FRAZER1913-017 - ethnographic attestation

Bushongo / Bushoong

Democratic Republic of the Congo - Kuba - Kasai region - Central Africa

Restricted

A dark, leaf-shaped African bullroarer of the general type, cord wound near its pointed end — not the Bushongo (Bushoong) Iphungula that Frazer...
Representative image. A dark, leaf-shaped African bullroarer of the general type, cord wound near its pointed end — not the Bushongo (Bushoong) Iphungula that Frazer names. © The Trustees of the British Museum (E/Af1913-0712-7) CC BY-NC-SA 4.0 Image source

Iphungula Bushongo (Bambala dialect-group, Kuba cluster); recorded in a French-language source

Among the western Bushongo of the Kuba kingdom, the bull-roarer was a thing of palm. Emil Torday, who spent 1907-09 in the Kasai for the British Museum, and his co-author T. A. Joyce recorded that the elders made it from very thin strips of palm-leaf rib tied to a cord; in the instrument survey of their 1910 monograph they define the planchette-bourdon plainly as an elongated rectangle of reed on the end of a string. During the Nkanda initiation the boys were kept in seclusion, considered impure, forbidden to be seen by women; at night the old men ringed the camp, raised the most supernatural cries they could, and whirled these strips, the sound imitating closely the howling of wild beasts. The official who presided, the Kananyenge, would visit the alarmed novices and, when they complained of ghosts walking in the dark, answer that boys who were impudent to everyone surely could not be afraid of ghosts. Torday also took down the tale the Bushongo told of its invention: a youth used to drink the day's palm-wine with his mother, leaving none for his father, until the father followed him to the wood and, hidden, swung a thin strip of wood on a string until the noise terrified the boy into dropping his calabashes and fleeing. The son begged forgiveness and never again neglected his father's share; from that day, the elders said, the bull-roarer was used at initiation to frighten the boys and teach them to respect their elders.
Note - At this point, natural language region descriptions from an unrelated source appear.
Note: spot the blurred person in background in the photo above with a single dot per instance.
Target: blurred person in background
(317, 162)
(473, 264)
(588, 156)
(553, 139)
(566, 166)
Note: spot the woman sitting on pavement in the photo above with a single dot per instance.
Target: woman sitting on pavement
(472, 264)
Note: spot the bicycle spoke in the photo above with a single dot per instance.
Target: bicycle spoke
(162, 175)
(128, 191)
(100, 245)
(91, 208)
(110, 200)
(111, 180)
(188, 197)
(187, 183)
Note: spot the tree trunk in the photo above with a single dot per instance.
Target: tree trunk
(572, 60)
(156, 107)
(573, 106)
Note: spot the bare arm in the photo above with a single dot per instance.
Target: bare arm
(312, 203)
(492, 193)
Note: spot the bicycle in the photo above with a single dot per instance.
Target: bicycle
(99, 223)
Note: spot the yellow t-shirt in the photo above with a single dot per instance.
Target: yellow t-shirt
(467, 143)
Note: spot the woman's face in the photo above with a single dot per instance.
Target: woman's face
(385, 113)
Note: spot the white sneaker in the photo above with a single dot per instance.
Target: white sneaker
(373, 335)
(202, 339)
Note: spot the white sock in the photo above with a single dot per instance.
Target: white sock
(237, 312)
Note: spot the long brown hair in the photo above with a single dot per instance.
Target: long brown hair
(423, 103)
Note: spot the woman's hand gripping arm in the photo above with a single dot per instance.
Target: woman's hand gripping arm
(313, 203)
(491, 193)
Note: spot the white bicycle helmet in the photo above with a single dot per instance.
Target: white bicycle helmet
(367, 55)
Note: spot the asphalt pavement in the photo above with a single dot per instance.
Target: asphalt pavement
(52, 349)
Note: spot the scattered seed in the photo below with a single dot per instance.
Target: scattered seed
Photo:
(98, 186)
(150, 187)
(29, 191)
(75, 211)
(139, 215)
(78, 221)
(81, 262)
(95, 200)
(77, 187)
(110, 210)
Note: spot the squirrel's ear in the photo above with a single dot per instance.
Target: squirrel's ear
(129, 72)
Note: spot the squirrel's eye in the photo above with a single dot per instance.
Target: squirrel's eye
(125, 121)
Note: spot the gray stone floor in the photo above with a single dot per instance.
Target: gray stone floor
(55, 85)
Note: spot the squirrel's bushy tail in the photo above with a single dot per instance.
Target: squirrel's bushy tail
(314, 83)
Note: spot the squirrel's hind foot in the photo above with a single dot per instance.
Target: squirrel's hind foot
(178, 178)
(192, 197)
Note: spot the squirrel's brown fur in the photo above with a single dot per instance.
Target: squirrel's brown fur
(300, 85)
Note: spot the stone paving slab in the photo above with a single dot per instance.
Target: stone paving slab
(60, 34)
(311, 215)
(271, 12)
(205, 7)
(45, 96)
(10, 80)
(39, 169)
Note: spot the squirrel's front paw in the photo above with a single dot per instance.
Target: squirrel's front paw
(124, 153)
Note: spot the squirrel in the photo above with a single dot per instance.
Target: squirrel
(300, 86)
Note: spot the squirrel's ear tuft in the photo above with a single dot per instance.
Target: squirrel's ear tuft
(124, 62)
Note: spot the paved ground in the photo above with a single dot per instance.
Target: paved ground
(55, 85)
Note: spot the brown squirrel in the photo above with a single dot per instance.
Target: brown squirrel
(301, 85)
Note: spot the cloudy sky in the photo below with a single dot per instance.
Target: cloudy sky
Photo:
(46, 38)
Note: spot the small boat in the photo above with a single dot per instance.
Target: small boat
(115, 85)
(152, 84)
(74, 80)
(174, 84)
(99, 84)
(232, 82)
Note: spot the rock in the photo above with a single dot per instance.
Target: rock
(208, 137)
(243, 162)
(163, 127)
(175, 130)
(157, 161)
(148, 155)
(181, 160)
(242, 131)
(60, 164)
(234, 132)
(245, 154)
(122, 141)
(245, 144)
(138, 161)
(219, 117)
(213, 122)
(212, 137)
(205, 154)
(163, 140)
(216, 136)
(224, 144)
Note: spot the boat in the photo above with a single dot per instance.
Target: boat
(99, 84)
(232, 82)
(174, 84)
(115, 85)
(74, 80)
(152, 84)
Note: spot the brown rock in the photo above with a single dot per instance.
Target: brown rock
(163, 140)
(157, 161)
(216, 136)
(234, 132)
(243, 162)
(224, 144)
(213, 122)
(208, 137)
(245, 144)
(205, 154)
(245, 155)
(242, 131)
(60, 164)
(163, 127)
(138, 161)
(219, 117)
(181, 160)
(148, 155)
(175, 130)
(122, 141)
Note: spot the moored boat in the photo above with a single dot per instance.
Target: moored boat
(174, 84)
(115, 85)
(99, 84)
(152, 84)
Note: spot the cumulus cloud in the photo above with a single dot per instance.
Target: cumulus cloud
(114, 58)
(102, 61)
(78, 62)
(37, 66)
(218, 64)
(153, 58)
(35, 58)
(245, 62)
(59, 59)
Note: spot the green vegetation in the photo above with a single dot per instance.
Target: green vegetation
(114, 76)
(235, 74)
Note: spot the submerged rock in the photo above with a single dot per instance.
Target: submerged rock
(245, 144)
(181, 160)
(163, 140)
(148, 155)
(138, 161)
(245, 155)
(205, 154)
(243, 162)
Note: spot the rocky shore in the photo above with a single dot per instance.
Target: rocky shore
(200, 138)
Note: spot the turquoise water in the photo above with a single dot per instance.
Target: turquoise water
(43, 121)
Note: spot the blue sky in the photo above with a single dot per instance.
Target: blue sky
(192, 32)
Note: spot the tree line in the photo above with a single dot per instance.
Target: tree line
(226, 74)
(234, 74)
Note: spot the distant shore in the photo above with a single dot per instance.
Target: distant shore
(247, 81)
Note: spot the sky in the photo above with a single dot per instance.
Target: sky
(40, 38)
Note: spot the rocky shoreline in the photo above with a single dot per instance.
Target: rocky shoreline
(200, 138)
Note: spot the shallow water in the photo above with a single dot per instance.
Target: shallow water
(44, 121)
La nuit les vieillards entourent le camp, poussent les cris les plus surnaturels et font tourner des instruments consistant en lanières très minces faites de côtes de feuilles de palmier attachées à un fil (des planchettes-bourdon).

At night the old men surround the camp, utter the most supernatural cries, and whirl instruments consisting of very thin strips made from the ribs of palm leaves attached to a string (bull-roarers).

Torday & Joyce 1910, Les Bushongo, p. 82
Function
Restricted men's initiation instrument sounded at night to create supernatural voices and frighten novices.
Map confidence
medium - Mushenge/Nsheng Kuba-Kasai regional anchor; Frazer's note gives no ceremony locality
Source location
Torday and Joyce 1910, pp. 82, 240; Frazer 1913 Balder p. 229 n. 2 preserves the earlier lead.